“No, it wasn’t,” she said, taking to her own hard-won trail desperately. “No, it wasn’t! I cannot accept that Larry––why, I have seen where such reasoning would lead. I saw the night our last baby came––and went. I’d grow old and broken––you’d hate me; there would be children––many of them, poor, sad little things––looking at me with dreadful eyes, accusing me. If marriage means only one thing––it means that to me and you, and no woman has the right to––to become like that.”

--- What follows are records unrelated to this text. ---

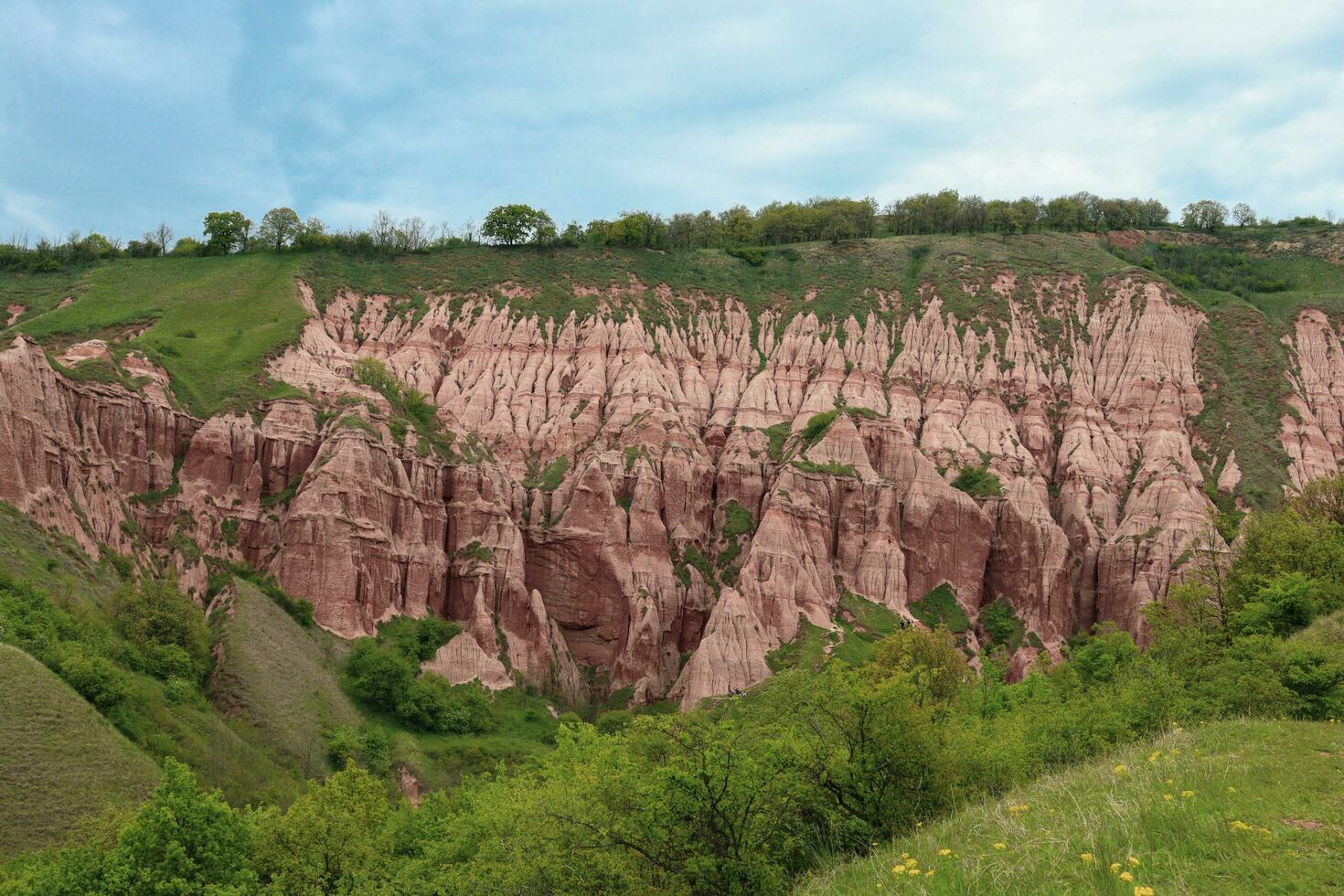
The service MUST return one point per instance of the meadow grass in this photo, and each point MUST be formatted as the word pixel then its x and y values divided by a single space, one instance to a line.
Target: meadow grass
pixel 208 321
pixel 1247 806
pixel 59 759
pixel 280 677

“Wanting to defy the laws of God, eh?” Larry grew virtuous. “We all grow old, don’t we? Men work for women; women do their share. Children are natural, ain’t they? 53 What’s the institution of marriage for, anyway?” And now Larry’s mouth was again hardening.
“Larry, oh! Larry, please don’t make me laugh! If I should laugh there would never be any hope of our getting together.”

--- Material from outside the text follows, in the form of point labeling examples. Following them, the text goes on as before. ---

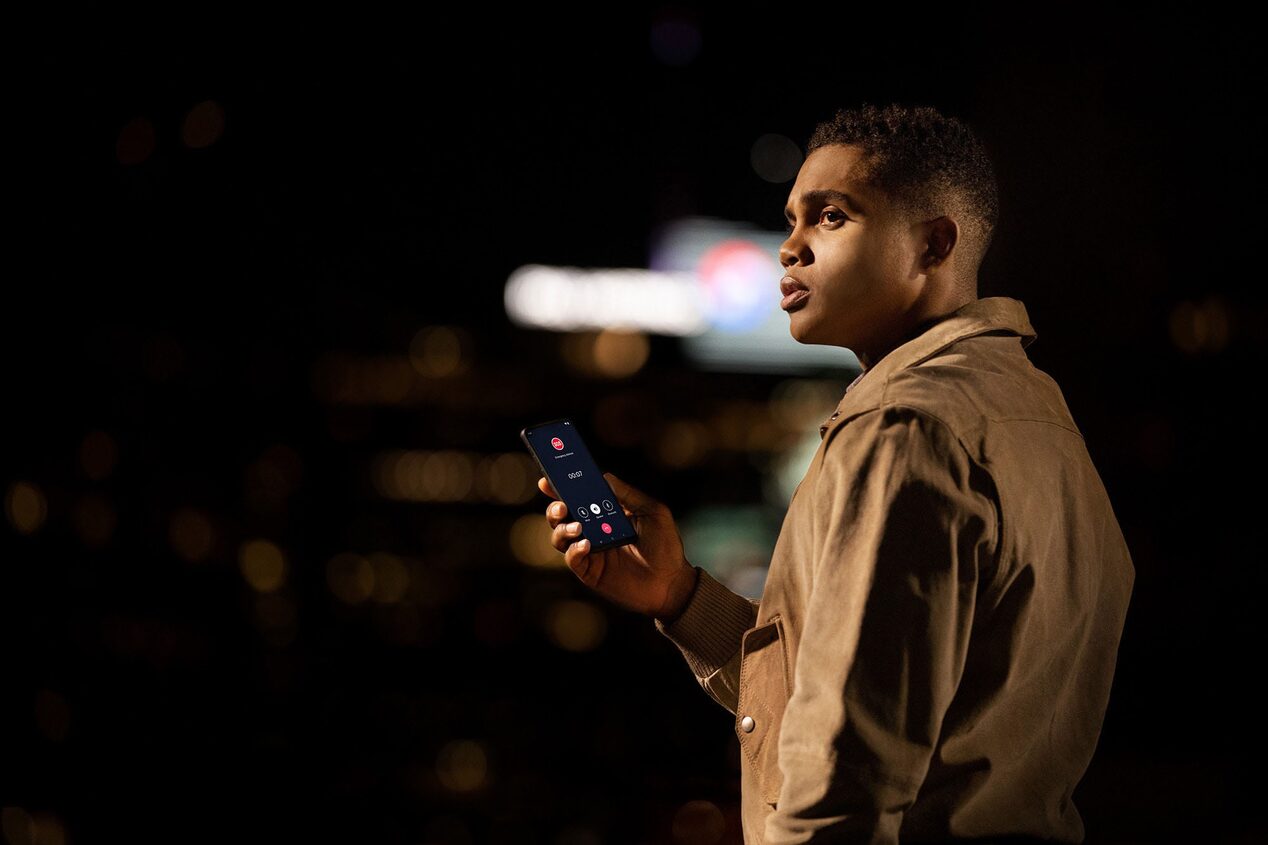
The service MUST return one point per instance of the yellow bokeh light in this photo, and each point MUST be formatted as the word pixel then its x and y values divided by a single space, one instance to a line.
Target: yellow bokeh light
pixel 98 454
pixel 436 352
pixel 25 506
pixel 530 541
pixel 263 565
pixel 391 577
pixel 462 765
pixel 620 353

For some reason this almost hysterical appeal roused the worst in Larry. The things Maclin had told him that day again took fire and spread where Maclin could never have dreamed of their spreading. The liquor was losing its sustaining effect––it was leaving Larry to flounder in his weak will, and he abandoned his futile tactics.
“Who’s that man at the inn?” he asked.
The suddenness of the question, its irrelevancy, made Mary-Clare start. For a moment the words meant absolutely nothing to her and then because she was bared, nervously, to every attack, she flushed––recalling with absurd clearness Northrup’s look and tone.
“I don’t know,” she said.
“That’s a lie. How long has he been here, snooping around?”
“I haven’t the slightest idea, Larry.” This was not true, and Larry caught the quiver in the tones.
Again he got up and became the masterful male; the injured husband; the protector of his home. There were still tactics to be tested.